Female Mel-spectrogram

Male Mel-spectrogram

Figure. 3. The Mel-spectrogram of male and female of the utterance: “Please call Stella”. Our model is capable of converting the original utterance(the female voice) to the target utterance prosody(the male voice).

Empirical Results

We evaluate the performance of the proposed method through both objective and subjective evaluation compared with three baseline models: Autovc [2], VQVC+ [3], and CycleVAE [4] that is the baseline system for VCC2020 [5]. In both the Tables. 2 and 3, our method significantly outperforms the baseline systems in terms of MCD(Mel-ceptra) and MOS(mean opinion score).

Furthemore, as shown in Figure. 4 The learned speaker embeddings, which stand for speaker identities, are separable from one another if they are from different speakers. Alternatively, they are close to others if they are from the same speaker. This property shows that our model successfully disentangles speaker identity from speech utterances.

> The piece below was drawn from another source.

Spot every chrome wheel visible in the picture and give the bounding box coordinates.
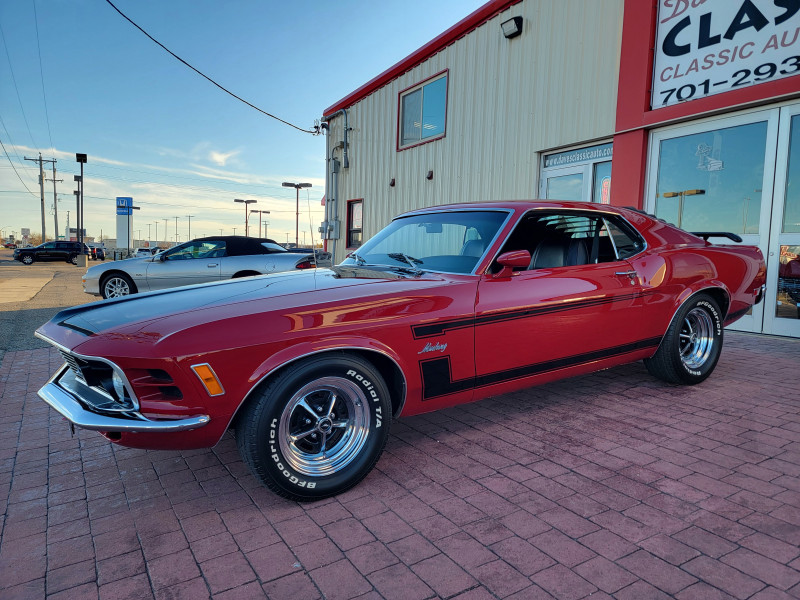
[278,377,370,477]
[679,307,714,370]
[103,277,131,298]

Figure. 4. The tSNE visualization of speaker embedding space.

References

  1. F. Locatello,  B.  Poole,  G.  R ̈atsch,  B.  Scholkopf,  O.  Bachem,and M. Tschannen, “Weakly-supervised disentanglement without compromises,”ArXiv, vol. abs/2002.02886, 2020. 
  2. K. Qian, Y. Zhang, S. Chang, X. Yang, and M. Hasegawa-Johnson, “AutoVC: Zero-shot voice style transfer with only autoencoder loss,” ser. Proceedings of Machine Learning Research,K. Chaudhuri and R. Salakhutdinov, Eds., vol. 97.Long Beach,California, USA: PMLR, 09–15 Jun 2019, pp. 5210–5219.
  3. D. Wu, Y.-H. Chen, and H. yi Lee, “VQVC+: One-shot voice con-version by vector quantization and u-net architecture,”ArXiv, vol.abs/2006.04154, 2020.
  4. P. Tobing, Y. Wu, T. Hayashi, K. Kobayashi, and T. Toda, “Non-parallel voice conversion with cyclic variational autoencoder,” in INTERSPEECH, 2019.
  5. P. L. Tobing, Y.-C. Wu, and T. Toda, “Baseline system of voiceconversion  challenge  2020  with  cyclic  variational  autoencoderand parallel wavegan,”ArXiv, vol. abs/2010.04429, 2020.